This 4th of July I am thinking of why we save old buildings. I am fortunate to live in Rhode Island, which is one of the most architecturally diverse states with buildings spanning from 1680 to the modern day. Many buildings are still around by being well built, well preserved, or just saved for the practicality of saving. Some residents recognize this rich history and seek to save it, while most see and appreciate the architecture without knowing what it is. No matter which camp you are in, saving a building is not only good for history but it is really practical.
Rhode Island was a natural place for early inhabitants; with indigenous tribes finding Rhode Island perfect somewhat mild seasons, agriculture, abundant fishing, and lots of ways to make shelter; from stone to wood. Early European settlers wandered to Rhode Island for the same reasons, but also the deep harbors were perfect for protecting ships during inclement weather and later places of commerce. While early settlements relied on the indigenous population for survival, eventually they found their own means of survival and shelter, eventually interpreting shelter and function into a truly unique American way.

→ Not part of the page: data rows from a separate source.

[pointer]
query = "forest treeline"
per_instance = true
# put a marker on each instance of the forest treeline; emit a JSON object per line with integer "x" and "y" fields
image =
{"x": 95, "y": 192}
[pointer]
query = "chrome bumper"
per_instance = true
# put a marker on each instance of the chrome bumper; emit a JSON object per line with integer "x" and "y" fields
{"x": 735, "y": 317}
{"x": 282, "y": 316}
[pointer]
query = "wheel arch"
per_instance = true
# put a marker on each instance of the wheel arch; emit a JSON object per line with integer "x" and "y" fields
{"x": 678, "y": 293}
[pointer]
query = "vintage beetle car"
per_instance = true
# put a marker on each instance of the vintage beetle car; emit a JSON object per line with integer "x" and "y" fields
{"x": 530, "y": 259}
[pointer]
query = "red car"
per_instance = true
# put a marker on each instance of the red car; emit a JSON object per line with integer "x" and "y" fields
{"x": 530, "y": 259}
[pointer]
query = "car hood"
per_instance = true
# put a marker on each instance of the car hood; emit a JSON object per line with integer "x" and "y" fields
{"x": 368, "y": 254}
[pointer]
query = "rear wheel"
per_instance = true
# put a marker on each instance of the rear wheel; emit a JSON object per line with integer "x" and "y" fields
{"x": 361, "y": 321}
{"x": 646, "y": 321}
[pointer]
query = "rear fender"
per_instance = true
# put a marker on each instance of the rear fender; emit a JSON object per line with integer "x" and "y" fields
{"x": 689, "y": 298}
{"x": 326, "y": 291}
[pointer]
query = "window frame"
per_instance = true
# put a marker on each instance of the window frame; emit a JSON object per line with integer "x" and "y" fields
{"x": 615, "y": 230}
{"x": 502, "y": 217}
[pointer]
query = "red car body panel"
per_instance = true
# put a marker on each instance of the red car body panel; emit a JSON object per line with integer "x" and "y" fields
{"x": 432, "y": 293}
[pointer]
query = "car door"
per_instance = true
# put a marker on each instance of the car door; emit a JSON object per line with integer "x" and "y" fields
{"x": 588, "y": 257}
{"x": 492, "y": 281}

Rhode Island has many great early 18th century buildings, but there are places like Newport, Providence, and Bristol with fantastic clusters of early buildings. Bristol hosts the oldest continual 4th of July parade in the country, where people stake their place to witness bands, performers, and celebrities on the 2.5 mile trek. The streets are lined with every American style, from Federal, to Georgian, to Gothic, to 2nd Empire, to Queen Anne, to Craftsman and a host of other styles that no Bristolian takes for granted. These areas are well protected by a Historic District, but owners outside the Historic District are well maintained because they can and they should.
There are no poorly built historic buildings. Sure, many buildings have fallen into a poor state but these conditions can only exist for a few decades until the building must be fixed or torn down. There are many buildings that have been cobbled together, inappropriately retrofitted, or have inferior framing or foundation, but they continue to exist by stubbornly creative Yankee occupants or by well-intentioned owners with some capital.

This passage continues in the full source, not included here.